Consider a real symmetric matrix $P$ that is partitioned as
$$
P = \begin{bmatrix}
A & AB \\
B^\top A & C+B^\top A B
\end{bmatrix},
$$
where P is singular, while $A$ is positive definite, and $C$ is a non-zero matrix.
I am wondering if the following relation is true:
\begin{equation}
Det(P) = \det(A) Det(C), \quad (1)
\end{equation}
where $Det$ denotes the pseudo determinant, i.e. $Det(P)$ is the product of all the non-zero eigenvalues of $P$.

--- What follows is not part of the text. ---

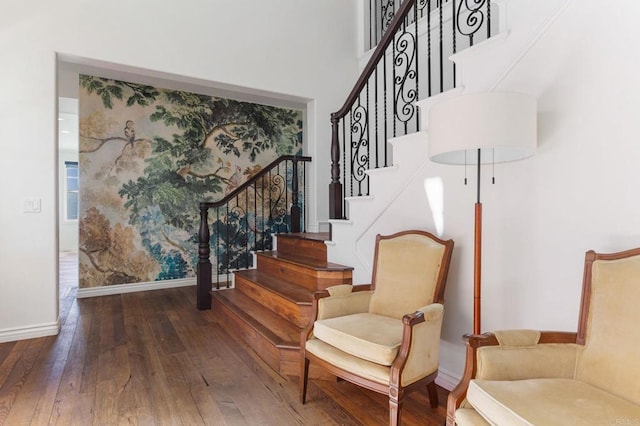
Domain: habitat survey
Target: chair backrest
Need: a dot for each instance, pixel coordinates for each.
(409, 271)
(610, 323)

The above relation is straightforward when only the determinant is concerned, in which case we can apply the following formula:
$$
\det(P) = \det(A) \det[(C+B^\top A B) – (B^\top A) A^{-1} (AB) ] = \det(A) \det(C).
$$
However, I do not know if $(1)$ holds.
Best Answer
This doesn't hold. E.g. when $A=B=1$ and $C=0$, we have $$ P=\pmatrix{1&1\\ 1&1} $$ and hence $$ Det(P)=2\ne 1=\det(A)Det(C).\tag{2} $$
This counterexample can be easily extended to the case where $C$ is nonzero or even entrywise nonzero. First, by appending $1$s to $A,B$ and $C$, i.e. when $A=B=I_2$ and $C=\operatorname{diag}(0,1)$, the new $P$ is (by a simultaneous permutation of rows and columns) similar to $\pmatrix{1&1\\ 1&1}\oplus\pmatrix{1&1\\ 1&2}$. Therefore $Det(P)=2$ and the inequation $(2)$ still holds. Next, to make $C$ entrywise nonzero, we can simply replace $C$ by $QCQ^T$ for some appropriate real orthogonal matrix $Q$. In particular, the inequation $(2)$ is still true when $A=B=I_2$ and $$ C=\left[\frac{1}{\sqrt{2}}\pmatrix{1&1\\ 1&-1}\right]\pmatrix{0&0\\ 0&1}\left[\frac{1}{\sqrt{2}}\pmatrix{1&1\\ 1&-1}\right]=\frac12\pmatrix{1&-1\\ -1&1}. $$